We welcome back a special guest: Stelter’s Senior Gift Planning Consultant, Lynn M. Gaumer, J.D., to share a helpful resource on beneficiary distributions.
According to the National Association of Charitable Gift Planners (CGP), 43% of organizations experienced difficulty collecting beneficiary proceeds from one or more IRA administrators.
Naming a charity as a beneficiary of an IRA is easy…collecting the proceeds is harder.
Part 1: What The Donor Experiences
Our charitable organizations often highlight the ease and flexibility of naming a nonprofit as the beneficiary of an IRA. And rightly so.
The beneficiary designation forms are easily accessible through the IRA administrator or downloadable off the website. A donor simply needs to fill in some information, sign and date the form, and return it to the IRA administrator. The process takes a relatively short time.
But let’s look at the transaction from your side.
Part 2: What Your Nonprofit Experiences
This scenario may sound familiar: A donor names your organization as a beneficiary of an IRA and passes away. You call the IRA administrator to collect the proceeds. The IRA administrator requests that your organization open a stretch or inherited IRA account. In these cases, the IRA administrator requires personal information such as a driver’s license number, the Social Security number of one of the officers of the charity and a home address.
(Of course, good cases abound, too.

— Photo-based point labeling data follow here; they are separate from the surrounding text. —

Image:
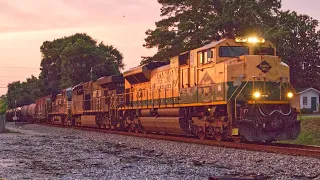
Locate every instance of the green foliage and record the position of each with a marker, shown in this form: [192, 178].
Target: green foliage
[188, 24]
[3, 104]
[306, 111]
[68, 61]
[24, 92]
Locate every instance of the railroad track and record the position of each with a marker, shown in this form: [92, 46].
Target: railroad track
[289, 149]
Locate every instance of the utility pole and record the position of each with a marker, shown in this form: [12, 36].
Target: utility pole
[15, 118]
[91, 73]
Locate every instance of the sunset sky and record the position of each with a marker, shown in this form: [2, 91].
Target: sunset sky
[25, 24]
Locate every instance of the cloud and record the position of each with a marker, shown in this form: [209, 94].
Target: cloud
[34, 15]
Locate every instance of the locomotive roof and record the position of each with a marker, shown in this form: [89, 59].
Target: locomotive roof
[211, 45]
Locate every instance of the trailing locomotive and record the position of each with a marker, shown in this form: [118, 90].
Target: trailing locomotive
[230, 89]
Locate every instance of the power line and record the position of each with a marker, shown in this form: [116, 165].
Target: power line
[13, 67]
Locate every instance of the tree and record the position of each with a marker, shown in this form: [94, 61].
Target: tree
[298, 45]
[188, 24]
[24, 92]
[80, 57]
[68, 61]
[3, 104]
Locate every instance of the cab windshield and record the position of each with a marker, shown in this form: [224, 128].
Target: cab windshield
[264, 51]
[233, 51]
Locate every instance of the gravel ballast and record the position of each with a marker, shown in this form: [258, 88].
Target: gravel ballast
[40, 152]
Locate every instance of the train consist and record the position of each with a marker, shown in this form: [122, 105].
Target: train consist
[230, 89]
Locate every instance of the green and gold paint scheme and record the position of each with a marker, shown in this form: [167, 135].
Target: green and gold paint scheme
[203, 76]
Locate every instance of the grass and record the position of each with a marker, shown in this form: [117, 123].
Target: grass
[310, 131]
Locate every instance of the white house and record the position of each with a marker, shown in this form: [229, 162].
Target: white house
[306, 98]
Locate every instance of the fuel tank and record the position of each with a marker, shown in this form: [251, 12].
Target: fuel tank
[170, 125]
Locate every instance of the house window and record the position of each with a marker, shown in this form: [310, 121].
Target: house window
[305, 100]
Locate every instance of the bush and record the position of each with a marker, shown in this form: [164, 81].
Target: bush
[306, 111]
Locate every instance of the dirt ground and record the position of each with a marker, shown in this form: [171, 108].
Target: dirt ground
[41, 152]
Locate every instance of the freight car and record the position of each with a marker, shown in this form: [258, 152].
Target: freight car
[230, 89]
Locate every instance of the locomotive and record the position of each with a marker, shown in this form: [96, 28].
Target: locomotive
[235, 88]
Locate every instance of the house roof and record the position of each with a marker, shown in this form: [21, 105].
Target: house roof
[302, 90]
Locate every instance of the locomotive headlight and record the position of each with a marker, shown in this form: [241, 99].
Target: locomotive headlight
[257, 95]
[256, 40]
[290, 95]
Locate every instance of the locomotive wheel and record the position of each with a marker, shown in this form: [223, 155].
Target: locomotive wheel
[201, 135]
[136, 130]
[237, 139]
[218, 136]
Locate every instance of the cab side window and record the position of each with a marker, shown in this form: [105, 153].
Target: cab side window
[206, 56]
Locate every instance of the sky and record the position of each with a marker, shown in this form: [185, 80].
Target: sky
[26, 24]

Many IRA administrators make it easy for you to collect the proceeds with a simple claim form and a death certificate. The proceeds are paid in one lump-sum payment—usually within 60 to 90 days.)
What Should You Do?
You should not have to provide personal information to collect the death proceeds. There is a better way to respond to the IRA administrator’s requests.
If you are asked for personal information:
- Stop.
- Push back.
In response to this problem, the RIFT (Release IRA Funds Timely) project was created by members of CGP’s Leadership Institute. Spearheaded by Johni Hays, J.D., this group created a wealth of information and resources for you. And you don’t have to be a member of CGP to access the information.

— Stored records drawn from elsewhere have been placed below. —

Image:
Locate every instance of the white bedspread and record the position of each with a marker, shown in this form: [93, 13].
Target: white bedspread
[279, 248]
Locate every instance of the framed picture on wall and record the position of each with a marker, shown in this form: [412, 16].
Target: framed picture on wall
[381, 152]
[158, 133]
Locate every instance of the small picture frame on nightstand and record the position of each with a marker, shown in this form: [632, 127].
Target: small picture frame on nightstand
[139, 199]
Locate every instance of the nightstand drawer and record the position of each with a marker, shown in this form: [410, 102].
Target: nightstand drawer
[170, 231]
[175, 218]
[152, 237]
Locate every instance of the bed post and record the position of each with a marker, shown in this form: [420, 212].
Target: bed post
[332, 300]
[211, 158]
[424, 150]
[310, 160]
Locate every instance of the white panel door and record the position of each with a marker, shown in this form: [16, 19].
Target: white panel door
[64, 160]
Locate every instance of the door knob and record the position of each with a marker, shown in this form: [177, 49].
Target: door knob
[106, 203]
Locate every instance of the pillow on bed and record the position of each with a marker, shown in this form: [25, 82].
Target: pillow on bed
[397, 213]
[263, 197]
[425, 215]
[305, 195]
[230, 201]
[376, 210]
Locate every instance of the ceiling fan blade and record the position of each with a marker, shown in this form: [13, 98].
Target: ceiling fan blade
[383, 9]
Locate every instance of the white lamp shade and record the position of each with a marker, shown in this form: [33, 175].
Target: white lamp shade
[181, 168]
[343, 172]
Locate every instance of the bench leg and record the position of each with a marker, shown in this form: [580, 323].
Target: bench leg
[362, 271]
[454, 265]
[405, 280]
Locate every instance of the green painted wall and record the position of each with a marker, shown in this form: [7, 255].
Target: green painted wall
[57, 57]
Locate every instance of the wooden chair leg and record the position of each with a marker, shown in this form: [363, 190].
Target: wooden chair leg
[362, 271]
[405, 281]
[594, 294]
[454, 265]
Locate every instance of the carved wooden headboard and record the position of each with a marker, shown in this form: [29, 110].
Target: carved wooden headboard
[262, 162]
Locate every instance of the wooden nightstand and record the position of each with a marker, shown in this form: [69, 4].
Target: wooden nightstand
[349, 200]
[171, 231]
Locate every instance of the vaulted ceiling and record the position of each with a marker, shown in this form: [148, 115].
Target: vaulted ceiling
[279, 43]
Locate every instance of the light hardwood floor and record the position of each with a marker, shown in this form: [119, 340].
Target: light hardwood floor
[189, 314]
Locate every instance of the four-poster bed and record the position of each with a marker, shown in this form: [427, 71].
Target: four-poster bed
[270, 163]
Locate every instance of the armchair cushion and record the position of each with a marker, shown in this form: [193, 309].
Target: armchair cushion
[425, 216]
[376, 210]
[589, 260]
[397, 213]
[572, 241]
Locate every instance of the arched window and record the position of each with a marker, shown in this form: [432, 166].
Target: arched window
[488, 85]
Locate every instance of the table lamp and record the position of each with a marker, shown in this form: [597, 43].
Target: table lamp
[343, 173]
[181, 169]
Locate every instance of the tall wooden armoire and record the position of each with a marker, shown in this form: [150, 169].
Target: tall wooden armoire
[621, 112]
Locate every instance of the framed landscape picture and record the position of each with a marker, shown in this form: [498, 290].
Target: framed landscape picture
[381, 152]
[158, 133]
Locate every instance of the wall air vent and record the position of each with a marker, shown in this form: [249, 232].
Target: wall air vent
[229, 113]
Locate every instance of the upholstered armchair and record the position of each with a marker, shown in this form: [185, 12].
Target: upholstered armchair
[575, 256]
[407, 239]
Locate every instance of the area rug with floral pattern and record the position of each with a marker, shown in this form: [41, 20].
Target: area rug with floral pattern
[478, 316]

Find informative articles and sample letters to send to IRA administrators on the Charitable Beneficiary IRA Distribution Resource Center page.
If you have information other nonprofits might be interested in, you’ll also find a prompt to share your comments. Together, we can make the IRA gift process as seamless for our organizations as it is for our valued donors.
This is good advice, but there are many bad actors out there still. Our most recent gaslighting and stonewalling adventure was led by two major national banks and one regional. Although we set out initially to stand firm and talk to the banks’ attorneys, we eventually relented on all three because there were hundreds of thousands of dollars at stake and it is nearly impossible to get access to, or get a response from, the legal departments of major financial institutions. In any event, we are less interested in pursuing litigation on our own than banks are willing to disregard the Internal Revenue Code and their legal requirements in appropriately administering IRA’s as trusts. This needs a class action suit and/or intervention from Congress.